CoreLogic: Negative equity keeping home sellers off market

Economists from California-based data provider CoreLogic provided new evidence in its June MarketPulse report that severe price declines are keeping home sellers out of the market, the Wall Street Journal reported. 

June 13, 2012

Economists from California-based data provider CoreLogic provided new evidence in its June MarketPulse report that severe price declines are keeping home sellers out of the market, the Wall Street Journal reported.

Hard-hit markets such as Miami, Phoenix and Orlando have experienced particularly sharp drops in amount of housing inventory.

The months’ supply of unsold homes fell to 6.5 months in April, down from nine months last June. It’s currently at the lowest level in the past five years.
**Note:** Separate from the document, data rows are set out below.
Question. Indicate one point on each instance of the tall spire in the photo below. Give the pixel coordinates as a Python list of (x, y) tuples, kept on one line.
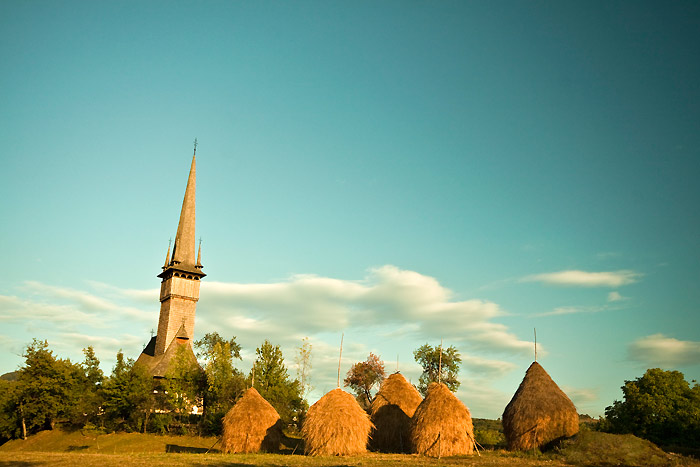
[(167, 257), (199, 256), (183, 250)]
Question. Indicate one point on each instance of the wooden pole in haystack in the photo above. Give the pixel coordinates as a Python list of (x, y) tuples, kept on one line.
[(340, 357), (440, 363), (535, 329)]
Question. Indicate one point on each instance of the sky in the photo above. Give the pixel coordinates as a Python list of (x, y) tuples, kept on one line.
[(394, 172)]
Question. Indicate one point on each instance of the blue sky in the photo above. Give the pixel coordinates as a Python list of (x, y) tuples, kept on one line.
[(401, 172)]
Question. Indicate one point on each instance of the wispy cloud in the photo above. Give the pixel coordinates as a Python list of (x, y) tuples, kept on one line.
[(570, 310), (660, 350), (387, 296), (615, 297), (586, 279)]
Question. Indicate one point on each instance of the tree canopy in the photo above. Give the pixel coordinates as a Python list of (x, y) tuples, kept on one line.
[(436, 367), (364, 376), (269, 376), (660, 406)]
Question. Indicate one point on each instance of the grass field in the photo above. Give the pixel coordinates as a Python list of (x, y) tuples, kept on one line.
[(57, 448)]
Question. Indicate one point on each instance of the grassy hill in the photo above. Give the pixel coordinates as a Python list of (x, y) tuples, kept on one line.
[(85, 449)]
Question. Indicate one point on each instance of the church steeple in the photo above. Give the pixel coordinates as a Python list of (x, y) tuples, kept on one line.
[(179, 291), (183, 250)]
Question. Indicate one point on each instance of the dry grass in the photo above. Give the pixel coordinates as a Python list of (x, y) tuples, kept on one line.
[(336, 425), (252, 425), (591, 449), (392, 409), (442, 425), (539, 412)]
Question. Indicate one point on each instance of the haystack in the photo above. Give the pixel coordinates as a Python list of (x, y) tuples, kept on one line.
[(251, 425), (538, 413), (442, 425), (336, 425), (391, 413)]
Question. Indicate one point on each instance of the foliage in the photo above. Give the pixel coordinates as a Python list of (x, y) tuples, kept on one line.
[(303, 361), (659, 406), (184, 383), (436, 367), (10, 421), (269, 376), (224, 383), (48, 388), (489, 433), (129, 396), (364, 376)]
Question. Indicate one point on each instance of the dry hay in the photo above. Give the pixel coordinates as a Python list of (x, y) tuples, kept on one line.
[(442, 425), (336, 425), (251, 425), (392, 409), (538, 413)]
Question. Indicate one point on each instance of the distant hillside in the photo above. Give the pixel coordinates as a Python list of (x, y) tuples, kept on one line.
[(12, 376)]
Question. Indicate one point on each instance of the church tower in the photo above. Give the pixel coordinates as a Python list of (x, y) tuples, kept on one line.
[(179, 290)]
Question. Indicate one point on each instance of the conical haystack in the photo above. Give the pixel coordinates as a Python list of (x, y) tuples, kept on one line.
[(392, 409), (538, 413), (336, 425), (251, 425), (442, 425)]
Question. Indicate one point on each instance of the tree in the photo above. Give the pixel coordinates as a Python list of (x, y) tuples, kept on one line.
[(184, 383), (659, 406), (128, 395), (224, 383), (89, 378), (437, 367), (46, 387), (10, 421), (364, 376), (269, 376), (303, 361)]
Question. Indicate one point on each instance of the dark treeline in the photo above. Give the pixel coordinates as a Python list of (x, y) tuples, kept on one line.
[(48, 391)]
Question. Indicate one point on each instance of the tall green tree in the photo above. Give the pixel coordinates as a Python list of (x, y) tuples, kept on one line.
[(224, 383), (46, 387), (439, 364), (128, 396), (185, 383), (87, 401), (363, 377), (303, 362), (10, 421), (270, 377), (660, 406)]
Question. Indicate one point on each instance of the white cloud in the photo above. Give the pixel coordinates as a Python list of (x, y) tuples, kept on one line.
[(570, 310), (615, 297), (388, 296), (580, 396), (586, 279), (663, 351), (486, 367)]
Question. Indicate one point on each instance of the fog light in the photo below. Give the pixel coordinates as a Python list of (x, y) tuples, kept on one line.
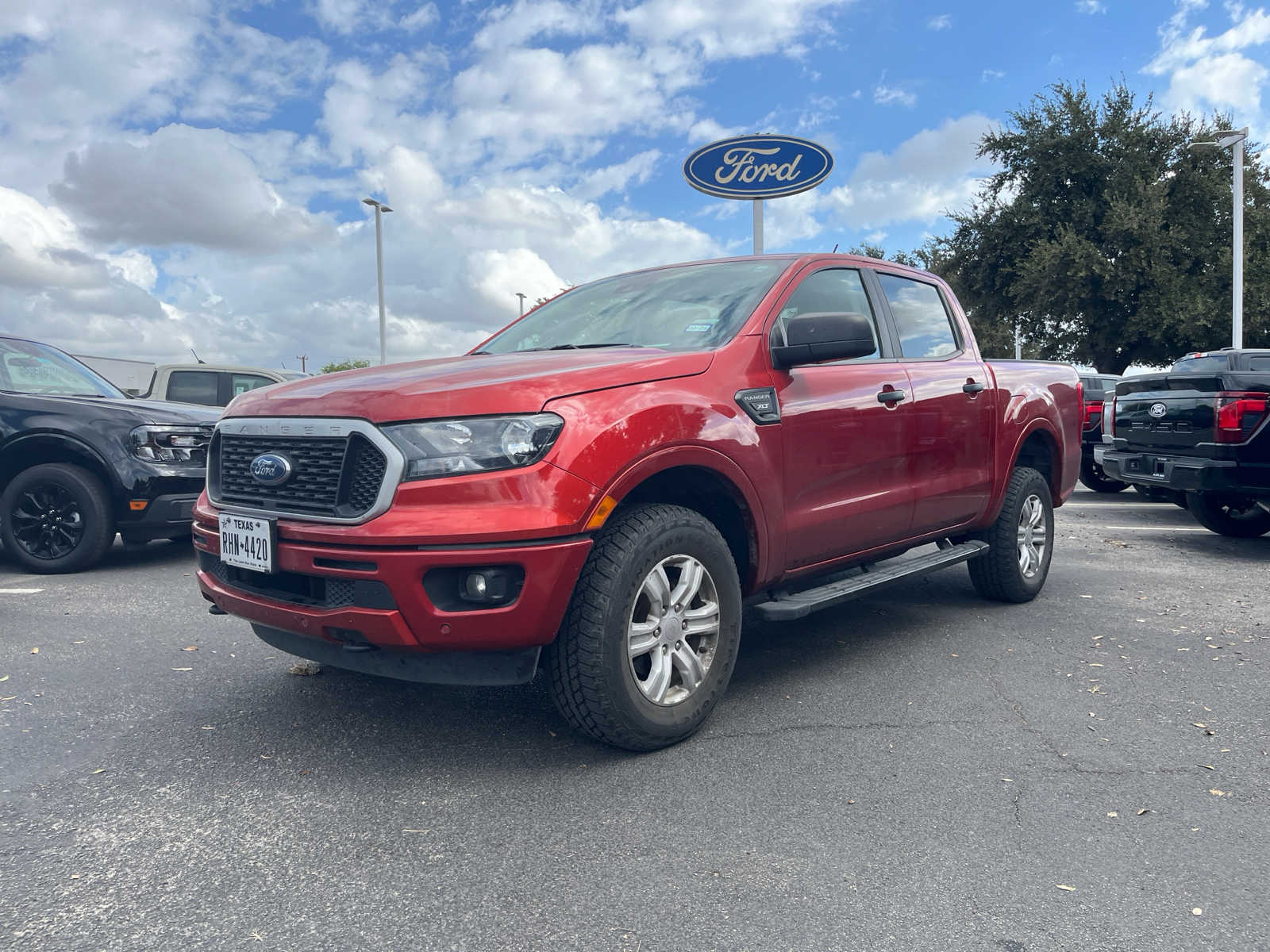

It was found that the supply of homes for sale declines as the rate of negative equity — the share of borrowers who owe more than what their homes are worth — rises. This means negative equity is now restricting the supply of homes for sale.

Markets where more than half of borrowers are underwater had inventory to last 4.7 months at the rate of April’s sales, below the national average of 6.5 months. Markets where only 10 percent of borrowers are underwater had a higher-than-average 8.3 months supply.

Another reason for the drop in amount of homes available is the influx of investors picking up foreclosures to rent out in hard-hit markets, taking inventory off the market for now.

Homeowners with positive equity can also be unwilling at today’s lower prices, also contributing to the decline.